While there is a widespread understanding that our housing situation is becoming increasingly desperate, some local public policy seems to be turning away from low and very low income housing and implying that the problem that can be addressed by expanding the supply of market rate rental housing and accessory dwelling units (ADUs). 

The assertion seems to be that an increased supply of market rate rentals and ADUs will create a downward pressure on rents for existing apartments.

While any increase in supply does remove some of the upward pressure on rents and prices, no amount of supply will provide any new housing for lower income households because development costs increasingly exceed income growth for lower income people.   And the amount of new building needed to push down the value of current housing stock to the point that it would become low income affordable would be unrealistically large, particularly with limited supply of buildable land and other costly constraints placed on housing development. 

With regard to ADUs, there is no reason to believe that rents will be any lower than market rate rentals. They may even be seen as more desirable than apartments with higher rents.

As for opportunities for moderate income households, it seems that access to homeownership, most likely in the form of town homes and condominiums should be a priority. Homeownership provides greater personal autonomy and choice. And it provides a path for asset growth, which has been the basis of a middle class in the USA and around the world. The situation where you need to have an income well over the median income to own a home is clearly undesirable. Public policy should be crafted to expand ownership opportunities.

The Bottom Line here is that market rate rentals and ADUs provide no reliable low income affordable housing and make no contribution tohomeownership opportunities. 

This is not to imply that the development of market rate rental housing or ADUs is a bad thing. They should be encouraged through the relaxation of constraints and faster entitlement and plan check processes, but to see them as the solutions to our affordable housing dilemma is a mistake.
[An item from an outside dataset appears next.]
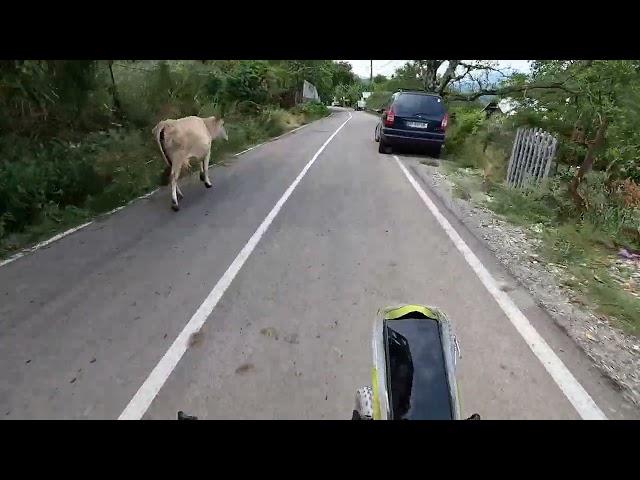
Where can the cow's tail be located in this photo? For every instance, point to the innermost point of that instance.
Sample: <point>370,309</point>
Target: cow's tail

Of course some low income affordable rental housing can be produced as a component market rate rental housing development where government has provided a benefit such as in the sale of public land to developers. But in these projects the numbers of affordable units is small in relation to the total number of units produced, and the variety of levels of affordability is generally limited.

The alternative is a greater policy focus on low income affordable rental housing. While these developments could be combined with market rate rentals or homeownership on the same site, the proportion of affordable apartments, with opportunities raging from 30% to 80% of median income should be a policy priority. This housing could also include supportive housing and housing that could be available to homeless persons.

Of course this type of housing can support only a modest level of mortgage financing, so most of the costs need to be paid from direct or indirect subsidy sources. However, Sonoma County has had a history of success in obtaining these resources based on the commitment of local governments and the available development capacity. Burbank Housing, based in Sonoma County, has been the largest single producer, with over 2500 low income affordable apartments, but other Bay Area regional nonprofits have produced significant low income affordable rental housing as well. 

Additionally, for profit developers using many of the same resources, including low income housing tax credits, have produced long term rent restricted housing in Sonoma County. On a per capita basis Sonoma is among the most successful counties in the state in providing affordable rental housing.

An important consideration for the decision on the part of local government to support the development of low income affordable rental housing is the location of sites.

For example, some sites will not be eligible for low income housing tax credits based on insufficient proximity to a variety of community services including shopping, schools, medical facilities, employment and public transportation. Sites with proximities to these amenities should be given serious consideration for low income affordable housing. Another state program targets significant funding resources for developments in proximity to public transit.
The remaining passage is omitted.